OLG Koblenz v. 04.10.2005: Zum Begriff der Unabwendbarkeit und zu dessen Anwendung beim Kurvenschneiden




Das OLG Koblenz (Urteil vom 04.10.2005 - 12 U 1236/04) hat zum Unabwendbarkeitsbegriff und zur Kollision mit dem Gegenverkehr an einer Kurve entschieden:

   Die Prüfung der Unabwendbarkeit darf sich nicht auf die Frage beschränken, ob der Fahrer in der konkreten Gefahrensituation wie ein "Idealfahrer" reagiert hat, vielmehr ist sie auf die weitere Frage zu erstrecken, ob ein "Idealfahrer" überhaupt in eine solche Gefahrenlage geraten wäre. Eine übermäßige Bremsreaktion gegenüber einem entgegen kommenden Fahrzeug, das in einigem Abstand vor der späteren Unfallstelle eine Kurve geschnitten hatte, bis zur Kollision aber wieder auf seine Fahrspur zurückgekehrt war, steht der Annahme der Unabwendbarkeit des Unfalls entgegen.

Siehe auch
Unabwendbares Ereignis / höhere Gewalt - Gefährdungshaftung
und
Begegnungsunfall - Annäherung an Engstellen mit Gegenverkehr

Zum Sachverhalt:


Die Parteien streiten um Schadensersatzansprüche aus einem Verkehrsunfall, der sich am 6. November 2001 gegen 11.40 Uhr auf der B... Straße in S... ereignet hat. Die Ehefrau des Klägers fuhr mit dessen Pkw Ford Sierra CLX auf dem Weg zum Einkaufen nach der Arbeit in einer Rechtskurve auf der insgesamt 6,10 m breiten Straße, als der vom Erstbeklagten geführte Tanklastzug mit Mercedes Benz Actros Zugmaschine und Sattelauflieger, der bei der Zweitbeklagten gegen Haftpflicht versichert ist, in der Kurvenlage entgegenkam. Der Pkw kollidierte nach einem Bremsmanöver seitlich mit dem Tanklastzug und wurde schwer beschädigt.

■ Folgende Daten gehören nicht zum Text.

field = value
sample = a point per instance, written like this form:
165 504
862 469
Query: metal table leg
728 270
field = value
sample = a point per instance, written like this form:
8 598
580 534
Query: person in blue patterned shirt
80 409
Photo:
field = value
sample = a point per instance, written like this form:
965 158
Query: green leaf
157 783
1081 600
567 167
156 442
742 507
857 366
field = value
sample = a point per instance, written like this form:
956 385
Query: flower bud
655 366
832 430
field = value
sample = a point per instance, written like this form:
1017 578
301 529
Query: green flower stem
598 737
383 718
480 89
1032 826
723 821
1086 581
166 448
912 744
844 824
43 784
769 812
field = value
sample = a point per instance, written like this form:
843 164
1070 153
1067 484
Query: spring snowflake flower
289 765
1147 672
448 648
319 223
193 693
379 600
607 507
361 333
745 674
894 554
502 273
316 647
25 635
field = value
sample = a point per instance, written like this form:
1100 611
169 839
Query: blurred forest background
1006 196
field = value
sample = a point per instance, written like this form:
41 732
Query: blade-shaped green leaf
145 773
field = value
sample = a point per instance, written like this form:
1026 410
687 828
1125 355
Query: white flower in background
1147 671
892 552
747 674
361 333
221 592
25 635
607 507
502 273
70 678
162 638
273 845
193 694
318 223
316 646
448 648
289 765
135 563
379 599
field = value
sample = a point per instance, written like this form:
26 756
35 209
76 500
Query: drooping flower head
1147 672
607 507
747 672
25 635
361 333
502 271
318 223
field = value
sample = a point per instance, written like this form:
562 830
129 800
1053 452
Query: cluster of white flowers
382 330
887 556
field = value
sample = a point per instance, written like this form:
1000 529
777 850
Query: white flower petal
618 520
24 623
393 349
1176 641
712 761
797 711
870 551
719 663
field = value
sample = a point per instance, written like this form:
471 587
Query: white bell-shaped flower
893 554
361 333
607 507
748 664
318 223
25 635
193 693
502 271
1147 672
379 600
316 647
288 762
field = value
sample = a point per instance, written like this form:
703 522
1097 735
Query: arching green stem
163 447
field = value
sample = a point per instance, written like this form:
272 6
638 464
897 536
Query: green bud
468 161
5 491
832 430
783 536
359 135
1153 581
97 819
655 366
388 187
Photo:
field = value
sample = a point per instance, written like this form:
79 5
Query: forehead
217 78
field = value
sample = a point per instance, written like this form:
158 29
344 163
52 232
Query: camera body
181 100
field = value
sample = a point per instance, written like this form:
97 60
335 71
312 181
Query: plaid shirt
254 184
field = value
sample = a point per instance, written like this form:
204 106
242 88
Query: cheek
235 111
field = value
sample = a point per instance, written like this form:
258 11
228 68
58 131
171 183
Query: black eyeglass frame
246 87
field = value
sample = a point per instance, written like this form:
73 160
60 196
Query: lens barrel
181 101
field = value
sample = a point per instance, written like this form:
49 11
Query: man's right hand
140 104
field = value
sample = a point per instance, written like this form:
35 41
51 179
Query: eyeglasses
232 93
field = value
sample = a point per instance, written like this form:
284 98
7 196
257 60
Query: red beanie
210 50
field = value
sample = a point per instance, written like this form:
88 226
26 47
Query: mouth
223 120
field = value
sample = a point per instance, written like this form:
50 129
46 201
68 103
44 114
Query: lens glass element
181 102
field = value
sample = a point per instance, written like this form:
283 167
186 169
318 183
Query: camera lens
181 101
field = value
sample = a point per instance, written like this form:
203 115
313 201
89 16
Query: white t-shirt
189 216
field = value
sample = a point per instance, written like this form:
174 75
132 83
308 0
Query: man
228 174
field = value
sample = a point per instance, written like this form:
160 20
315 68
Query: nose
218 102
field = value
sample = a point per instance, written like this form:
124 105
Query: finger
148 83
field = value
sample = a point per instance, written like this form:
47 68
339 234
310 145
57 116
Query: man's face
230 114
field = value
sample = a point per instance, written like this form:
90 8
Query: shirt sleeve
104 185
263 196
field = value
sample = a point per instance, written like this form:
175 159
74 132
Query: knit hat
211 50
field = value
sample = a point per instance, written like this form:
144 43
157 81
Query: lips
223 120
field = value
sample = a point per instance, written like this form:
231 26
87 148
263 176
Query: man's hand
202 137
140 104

Das Landgericht hat die Klage abgewiesen. Die dagegen gerichtete Berufung des Klägers hatte teilweise Erfolg.




Aus den Entscheidungsgründen:


"... Die Annahme des Vorliegens eines unabwendbaren Ereignisses im angefochtenen Urteil unterliegt durchgreifenden Bedenken. Es ist auch ein unfallursächliches Verschulden des Erstbeklagten in der Form des Schneidens der Kurve anzunehmen (§ 2 Abs. 2 StVO). Der Erstbeklagte hat dadurch, dass er vor der Kollisionsposition die Fahrbahnmitte überschritten hat, zu einer Fehlreaktion der Ehefrau des Klägers beigetragen. Jedoch überwiegt das Verschulden der Ehefrau des Klägers, die ihrerseits nicht äußerst rechts gefahren ist und bei objektiv bestehender Möglichkeit des gefahrlosen Passierens des Lkws eine überzogene Abwehrbremsung durchgeführt hat, welche dann letztlich zur Streifkollision im Bereich der Fahrbahnmitte geführt hat. Das rechtfertigt auch mit Blick auf die Betriebsgefahr des Tanklastzuges die Annahme einer Haftungsverteilung von 30 : 70 zu Lasten des Klägers, aber nicht seine vollständige Abweisung mit der Klage. ...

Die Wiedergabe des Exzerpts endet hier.